When we left our intrepid Christmas shopper, he was looking for the perfect gift for his girlfriend only to find misery and the grim realization that he was no longer in the Christmas spirit.

Yes, my search for a perfume atomizer for Beth was coming up as dry as a good martini. And it seemed that desperate times called for desperate measures. That meant a trip to the Penney’s outlet store.

Penney opened its outlet store on the East side of Columbus while I was a junior in high school, and when it opened, you would have thought no one had ever seen a department store before. It was constantly packed. The first time I went was with Mike, but I was underwhelmed by the merchandise. It seemed to be where your parents shopped, not me.

But if any store in Columbus would have an atomizer, surely the Penney’s outlet store would have it. This was a commitment. The store was beyond I-270, which ringed the city and almost as far away from Upper Arlington that you can get while still being in the Columbus metropolitan area. The trip would kill an entire afternoon, but if it had what I was seeking, it would be worth it.

It wasn’t worth it, and all was for naught.

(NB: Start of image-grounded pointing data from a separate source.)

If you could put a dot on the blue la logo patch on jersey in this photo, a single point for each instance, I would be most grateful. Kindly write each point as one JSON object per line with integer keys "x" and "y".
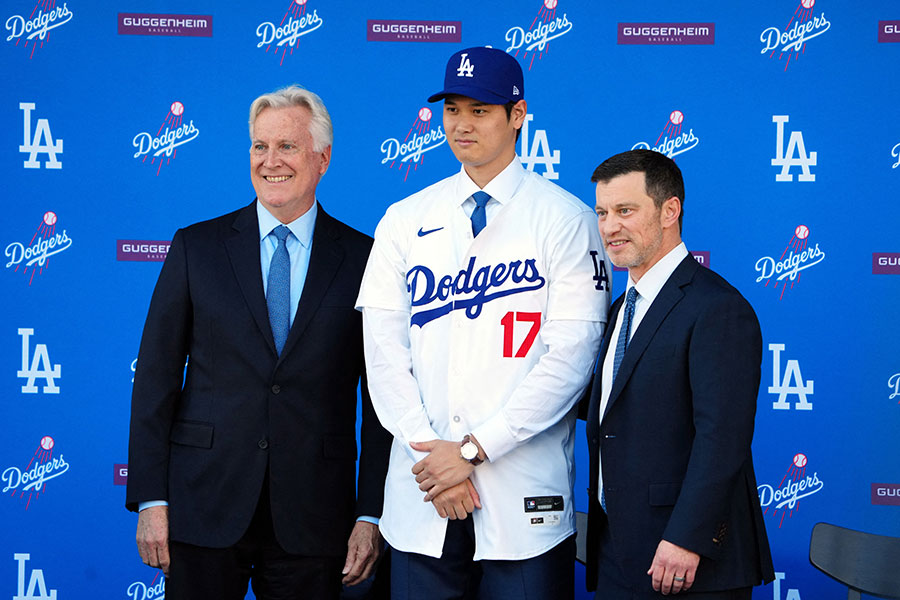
{"x": 424, "y": 287}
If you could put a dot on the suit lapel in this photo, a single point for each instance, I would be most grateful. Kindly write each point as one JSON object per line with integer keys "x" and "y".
{"x": 324, "y": 261}
{"x": 243, "y": 252}
{"x": 670, "y": 295}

Of course, in retrospect, I should have gone to second-hand stores, but aside from where I went on High Street with Jin and Scott, I had no idea where else I might find such a store.

I was beat. Yes, I had a few other things, including the big present—some jewelry—but the atomizer was the cherry on top of the sundae. Beth loved anything that looked like it was classy and a hundred years old. It really was the perfect gift.

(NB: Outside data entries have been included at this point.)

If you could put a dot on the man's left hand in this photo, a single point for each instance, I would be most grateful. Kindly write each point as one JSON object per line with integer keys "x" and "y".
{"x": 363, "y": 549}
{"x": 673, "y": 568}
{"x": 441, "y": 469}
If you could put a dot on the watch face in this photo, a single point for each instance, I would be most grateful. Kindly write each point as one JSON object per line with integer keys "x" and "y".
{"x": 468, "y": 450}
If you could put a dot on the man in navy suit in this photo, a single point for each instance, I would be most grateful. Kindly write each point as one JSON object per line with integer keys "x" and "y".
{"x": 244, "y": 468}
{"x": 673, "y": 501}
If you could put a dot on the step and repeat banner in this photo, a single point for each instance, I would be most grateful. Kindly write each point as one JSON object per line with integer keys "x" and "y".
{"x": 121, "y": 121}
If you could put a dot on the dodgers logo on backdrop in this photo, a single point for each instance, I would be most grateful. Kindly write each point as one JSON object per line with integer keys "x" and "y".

And it was with remorse that I went into the Esco a few blocks from home, a couple of days before Christmas to get a present for someone else. Did you ever have Esco? It was a weird store. It had a small showroom with a few small things out but catalogs everywhere. You wrote the merchandise that you wanted on a slip. Then a clerk would send the slip back to the back room where someone else would find the item and bring it to you. It was like a call department store.

But what was that behind the counter? It … WAS!! An atomizer!! Pink crystal, too. Oh, it was a thing of beauty, and had I been made aware of the possibilities of the yes-yes dance, I would’ve done it then and there. I would have paid $200 for the item, but I only had to pay $30.

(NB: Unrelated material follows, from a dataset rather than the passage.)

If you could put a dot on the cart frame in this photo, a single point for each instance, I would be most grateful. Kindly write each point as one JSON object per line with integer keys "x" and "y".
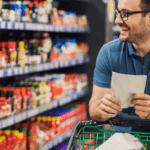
{"x": 118, "y": 120}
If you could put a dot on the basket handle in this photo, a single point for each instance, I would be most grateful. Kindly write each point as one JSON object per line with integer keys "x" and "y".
{"x": 120, "y": 120}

Isn’t that allegorical? You go everywhere to looking for something, and you find it was nearby all along. Being 22, however, I had no time for allegories. Give me the damn atomizer. Ah yes, it would be a merry Christmas after all.

Unfortunately, it wasn’t as merry as it could have been. Don’t get me wrong: Beth loved the present, but Scott came to midnight mass with us and then to the late-night after-party at a family friend’s home, where we were treated to our first Irish coffee. (He was 15.) But that also meant, of course, that he came back to the house where Beth and I exchanged presents, so Beth wasn’t able to thank me as properly as she might have otherwise.

Alas, this time, I couldn’t buy him off with a Twenty. But that’s a story for another time.